Further, the character recognition model in the step C is a convolutional recurrent neural network based on an attention model.
Further, the convolutional recurrent neural network based on the Attention model is an Attention-CRNN neural network based on tensoflow.
Further, the training step of the convolutional recurrent neural network based on the attention model is as follows:
s101, creating a Chinese dictionary, cutting a character area image in a video image sample used in a character detection model, and generating a character image sample data set;
s102, combining sample data into a Chinese dictionary, generating tfrecrd format files required by training, and dividing the tfrecrd format files into training files and verification files, wherein the images of the training files and the verification files are different, but the stored image formats are the same as the image information formats;
s103, training the model by using a training file to generate a predetermined character recognition model, and verifying the generated character recognition model by using a verification file;
s104, if the verification accuracy is larger than or equal to a preset threshold value, or the training step number reaches a certain step number, finishing training;
and S105, if the verification accuracy is lower than the preset threshold, adding a video image sample with text content or debugging model parameters, and repeatedly executing the steps S101 to S103 until the training is finished.
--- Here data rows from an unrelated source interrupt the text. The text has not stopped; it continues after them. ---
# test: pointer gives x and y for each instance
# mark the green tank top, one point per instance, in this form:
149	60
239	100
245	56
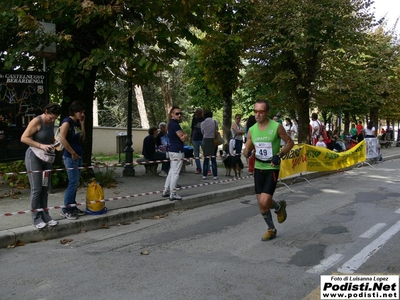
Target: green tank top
266	143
Further, the step D specifically includes the following steps:
D1. dividing the recognized characters into words and single phrases;
D2. carrying out keyword matching on each phrase and a predetermined phrase table;
D3. if the phrase in the current image is the predetermined phrase and the continuous frames of images are all the predetermined phrase, the current image scene is judged to be the predetermined phrase scene, and corresponding scene processing is performed.
Compared with the prior art, the invention has the following beneficial effects:
according to the video content judgment method based on character recognition, the content displayed by the current video image can be judged by automatically recognizing the characters in the video image, and corresponding scene content processing is carried out.
Drawings
Fig. 1 is a flowchart illustrating a method for determining video content based on text recognition according to an embodiment of the present invention.
Detailed Description
The invention will be further elucidated and described with reference to the embodiments of the invention described hereinafter.
The embodiment is as follows:
the first embodiment is as follows:
as shown in fig. 1, a method for determining video content based on text recognition, which is applied to an intelligent television system in this embodiment, mainly includes the following steps:
step 1: screenshot is carried out on a video picture:
when the television system detects that there is a video stream, a current video image is cut out of the video stream every 1s, and the video image is 1080P (size: 1920 Ã 1080). Meanwhile, after the background program acquires the images, images with the width of 640 and the height of 360 are generated uniformly through an image scaling technology and are sent to a pre-trained character detection model for detection.
Step 2: calling a character detection model which is trained in advance to analyze character areas of the screenshot picture, finding out the character areas in the picture and dividing the character areas to obtain one or more character areas:
and analyzing the character areas of the image by the character detection model trained in advance, automatically finding the character areas in the picture, giving the coordinates and the width and the height of the character areas, and obtaining a plurality of character areas.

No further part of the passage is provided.